Escavações
arqueológicas em cena no Teatro Romano
museu Trabalho
de pesquisa pode ser acompanhado ao vivo pelos
visitantes, na sua maioria estudantes Suportes
multimédia não estão traduzidos, faltando informação
para estrangeiros
Ana Fonseca Textos
Talhas de armazenamento do
século XVII pertencentes ao Celeiro da Mitra, do Cabido
da Sé de Lisboa, foram recentemente descobertas durante
as escavações que estão curso no Museu do Teatro Romano.
Ali, além da observação do espólio e património deixado
pelos adoradores de Baco, os visitantes poderão seguir
de perto os trabalhos arqueológicos que recomeçaram no
passado mês de Junho.
O objectivo dos arqueólogos é pôr a descoberto os
vestígios da presença romana na encosta do castelo.
Porém, a viagem rumo aos obreiros do teatro, ali
edificado na primeira metade do século I d.C., tem
revelado ocupações posteriores.

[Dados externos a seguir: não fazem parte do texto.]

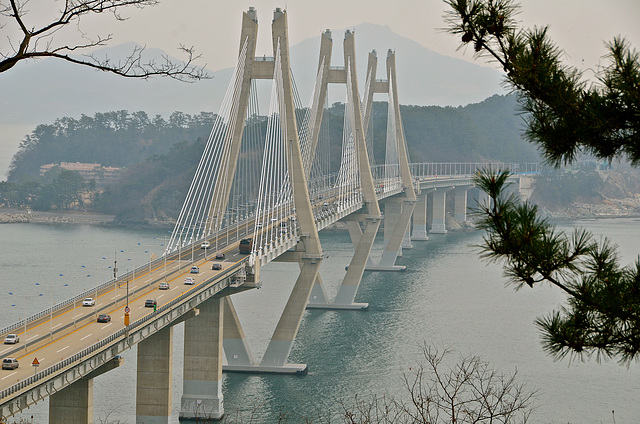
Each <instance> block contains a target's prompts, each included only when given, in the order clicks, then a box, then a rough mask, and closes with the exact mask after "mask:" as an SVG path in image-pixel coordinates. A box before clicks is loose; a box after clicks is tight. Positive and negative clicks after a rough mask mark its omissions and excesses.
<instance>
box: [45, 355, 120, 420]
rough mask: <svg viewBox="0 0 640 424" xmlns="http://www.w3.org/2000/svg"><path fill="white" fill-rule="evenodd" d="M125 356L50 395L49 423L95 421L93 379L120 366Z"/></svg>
mask: <svg viewBox="0 0 640 424" xmlns="http://www.w3.org/2000/svg"><path fill="white" fill-rule="evenodd" d="M123 362H124V358H121V357H117V358H114V359H112V360H110V361H108V362H107V363H106V364H104V365H103V366H101V367H100V368H98V369H96V370H95V371H92V372H90V373H89V374H87V375H85V376H84V377H83V378H81V379H80V380H77V381H76V382H74V383H73V384H71V385H70V386H68V387H65V388H64V389H63V390H60V391H58V392H55V393H53V394H51V396H50V397H49V424H92V423H93V379H94V378H95V377H97V376H99V375H101V374H104V373H105V372H107V371H111V370H112V369H114V368H117V367H119V366H120V365H122V363H123Z"/></svg>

Nesta nova fase dos
trabalhos, confirmando os vestígios encontrados em 2001,
numa zona contígua e já em exposição, foi identificado,
sob a estrutura de um edifício do século XIX, o
prolongamento do Celeiro da Mitra, explicou ao JN a
arqueóloga Lídia Fernandes.
Visível é também a continuação da muralha romana, "que
segurava a fachada palaciana do teatro e sustentava a
própria colina" e que, adiantou aquela técnica, "é
reveladora da capacidade construtiva dos romanos".
Durante os trabalhos, que decorrem das 8 às 19 horas,
foi também descoberto um tanque do século XIX.
Todo este manancial histórico e arqueológico está
patente, em exposição e ao vivo, no Museu do Teatro
Romano que, "este ano, tem registado uma percentagem de
3500 visitantes por mês", segundo João Mourão, do Museu
da Cidade, dependente do pelouro da Cultura da Câmara
Municipal de Lisboa. Esta média tem, no entanto, como
base os grupos de jovens e de estudantes que visitam o
equipamento durante o ano lectivo.
Relativamente ao fluxo de turistas, o cenário não é tão
positivo. Segundo informações recolhidas no local,
anteontem (dia em que por volta das 15 horas apenas se
vislumbravam duas pessoas), o número de visitantes
estrangeiros tem sido bastante reduzido relativamente a
anos anteriores.
Só em português
Embora o museu -
inaugurado em 2001 - esteja equipado com suportes
multimédia, estes não podem ser utilizados por
estrangeiros, por uma única e simples razão os conteúdos
informativos só estão em português. Questionado sobre
esta questão, João Mourão explicou que "a tradução dos
conteúdos" dos denominados quiosques "está em curso". E
o folheto, traduzido em inglês, "está já em fase de
produção".
Além deste aspecto, e apesar de dispor de uma vista
privilegiada sobre aquela parte da cidade e do Tejo, o
museu carece de um equipamento de apoio , tipo cafetaria
ou bar, embora estivesse prevista, inicialmente, a
adaptação da chamada "sala de frescos" a um salão de
chá. "Em relação a projectos de cafetaria e outros,
estamos dependentes dos avanços das escavações. Há
vontade, mas o museu não comporta fisicamente essa
valia", adiantou João Mourão.
Em todo o caso, quem visita o Museu do Teatro Romano
acaba por se deixar fascinar pelo espólio patente na
sala de entrada, vestígios das estruturas que têm sido
reveladas e pelo teatro propriamente dito, visível ao se
atravessar a Rua de S. Mamede. Foi ali que os visitantes
Maria José e o filho, David Crisóstomo, manifestaram ao
JN o seu interesse pelo recinto. Porém, sugeriu a
progenitora, "deveriam existir mais explicações e em
várias línguas, assim como mais luz e até uma música de
fundo".
Interesses
Teatro
São visíveis partes das bancadas, da orquestra, da
frente de cena e do pavimento subjacente ao palco. De
acordo com os especialistas, a utilização do mármore na
ornamentação arquitectónica terá ocorrido em 57 d.C., na
altura do imperador Nero.
Museu O núcleo museológico encontra-se instalado em
parte de um edifício do século XVII - as antigas
cavalariças do Cabido da Sé de Lisboa. Integra um
suporte multimédia onde pode ser observada uma proposta
de reconstituição do monumento.
Escavações Recomeçaram em Junho as escavações no local
para identificação de mais estruturas romanas que, no
entanto, têm revelado épocas posteriores. Os trabalhos
arqueológicos são outra das atracções do museu, pois
qualquer visitante as pode observar.